Loud and friendly talks seemed to develop in front of the house door and heavy soldiers' feet started entering the house. There were five of them. I realized that we would be seen if any one of them opened this door. They went first up the wooden stairs to the attic, then came down again all the time accompanied by the old woman's voice: “Look here — look here,” and by the corresponding opening and slamming of the door. Then suddenly the voices became indistinct. Everybody seemed to be sitting in the main room, drinking whiskey and listening to the radio. When they were ready to leave, the woman's voice was first to be heard again telling them, “I know you do your job, but you'll never find here one of those who look for something better than their own country.” She accompanied them to the front door with too many friendly words, which must have cost her a great deal of nervous tension.
On her way back, she opened our door and invited us in the kitchen, telling me that now everything would be quiet — for some time at least. Probably because she saw my frightened expression, she repeated that at any moment now her son would be back from the city where I left my husband. She offered then to give us some of her supper and lighted a petrol lamp. A big old wood stove occupied nearly half of the kitchen, on which an enormous pan full of beans was cooking, I asked her if she could make some scrambled eggs for the boys. The older boy was very quiet and pale, still asking nothing and unable as yet to recover from the fear which my trembling generated in him.
The woman went out and came back with four eggs and a spoonful of lard and started preparing them. Everything in the kitchen was so black and dirty, and foreign to me, that I had a hard time keeping myself from crying. I knew that the end of our ordeal was not near and that I must continue to be strong. Two little lives were depending on me. They were not responsible for the grave situation in which we were. I had placed them in it, myself, by the decision to escape.
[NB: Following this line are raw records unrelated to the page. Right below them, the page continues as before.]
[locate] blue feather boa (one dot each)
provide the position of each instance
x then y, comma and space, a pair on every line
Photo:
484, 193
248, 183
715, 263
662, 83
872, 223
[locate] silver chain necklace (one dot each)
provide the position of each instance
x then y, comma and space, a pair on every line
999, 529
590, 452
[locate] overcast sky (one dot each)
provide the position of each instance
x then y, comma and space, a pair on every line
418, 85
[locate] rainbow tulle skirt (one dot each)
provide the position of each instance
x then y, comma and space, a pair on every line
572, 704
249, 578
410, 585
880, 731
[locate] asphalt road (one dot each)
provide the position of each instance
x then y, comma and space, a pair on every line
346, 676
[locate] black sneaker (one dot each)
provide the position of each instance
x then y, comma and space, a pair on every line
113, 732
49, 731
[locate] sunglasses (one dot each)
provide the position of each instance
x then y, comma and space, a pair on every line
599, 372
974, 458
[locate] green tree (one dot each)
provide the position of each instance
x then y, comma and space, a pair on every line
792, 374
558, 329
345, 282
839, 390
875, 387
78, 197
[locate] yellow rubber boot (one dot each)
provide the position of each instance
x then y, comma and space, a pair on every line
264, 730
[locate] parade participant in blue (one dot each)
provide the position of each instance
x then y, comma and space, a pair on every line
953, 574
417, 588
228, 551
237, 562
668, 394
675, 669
The older boy's pale face worried me very much. He was eating silently and I felt that his childhood years of unconcern were over. He was feeling already that there was danger around us. It took him more than two hours to regain his normal color. The many members of this household started coming in for supper and we had to go out. One of them was in uniform. He was one of the five in the patrol which had visited the house a few hours ago. If at least this woman had told me what the actual situation was, she would have spared my shivering and my fears during the patrol inspection. But our relation to each other was entirely on a business basis, where there was no room for human feelings. After some whispering with the man in uniform, the woman told me that the other connection from the city informed her that no movement was possible for tonight; that we would have to stay there until further instructions. My feeling had already been strained to the utmost and I was acting now more as a helpless automaton.
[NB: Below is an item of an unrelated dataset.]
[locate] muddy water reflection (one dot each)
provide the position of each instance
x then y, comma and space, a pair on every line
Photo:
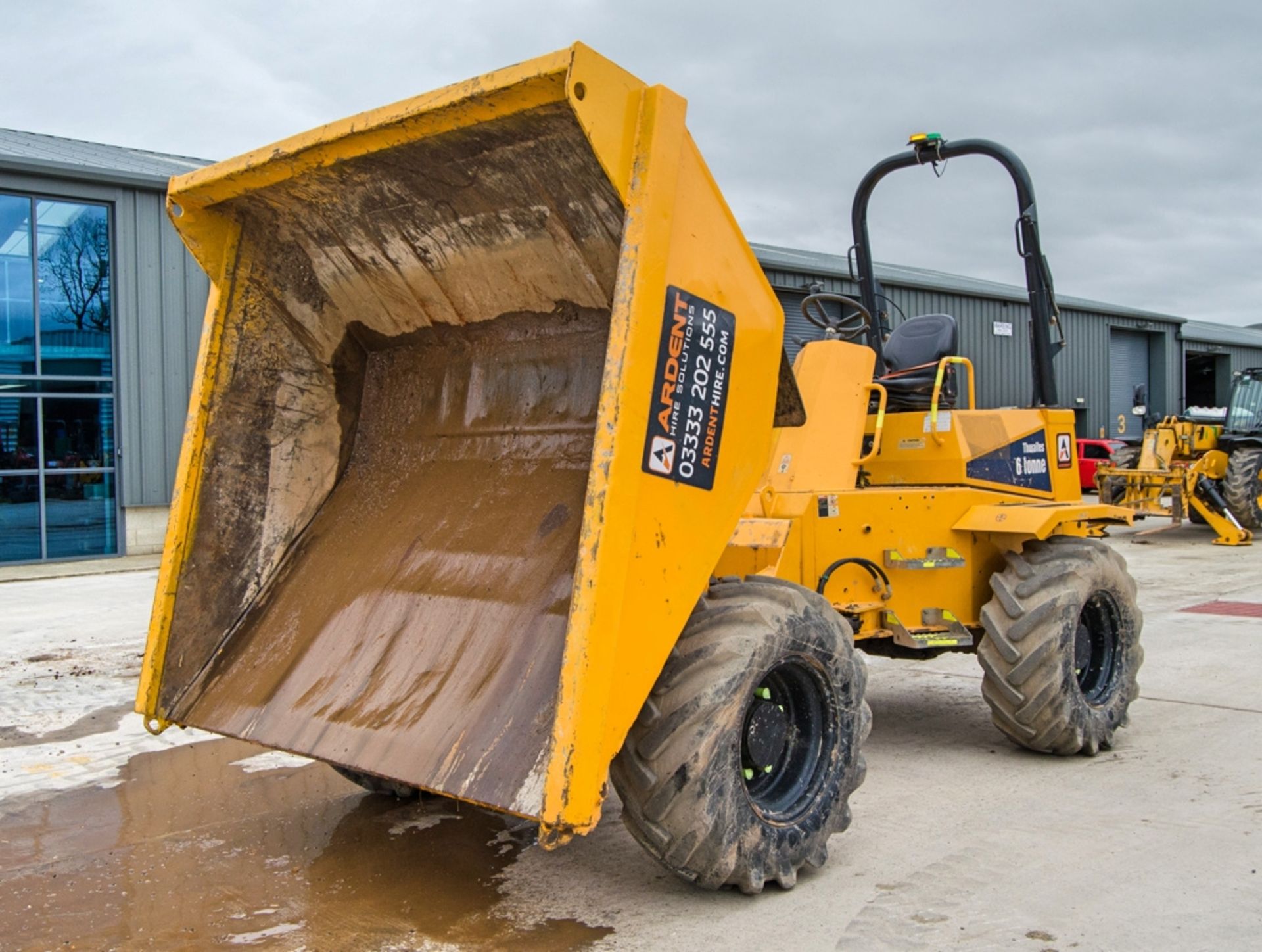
192, 851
She took us to the small room where we had spent the dreadful hours of the patrol’s inspection, and after removing all the knapsacks from the bed, she said, “This is where you have to spend the night. You will have to sleep in your clothes, so that we can take you to the attic in case another patrol comes.” Maybe that also was only a pretext, because she had no other bed to offer. But at that time, I was unable to reason and the word ‘patrol’ haunted me all night.
I lay stiff with the hope that at least the boys would be able to sleep. They didn't ask anything anymore, didn't want to leave my hands and had no desire for play. I was very thankful that they didn't ask for any explanations. The whole night they were frightened and remained quiet.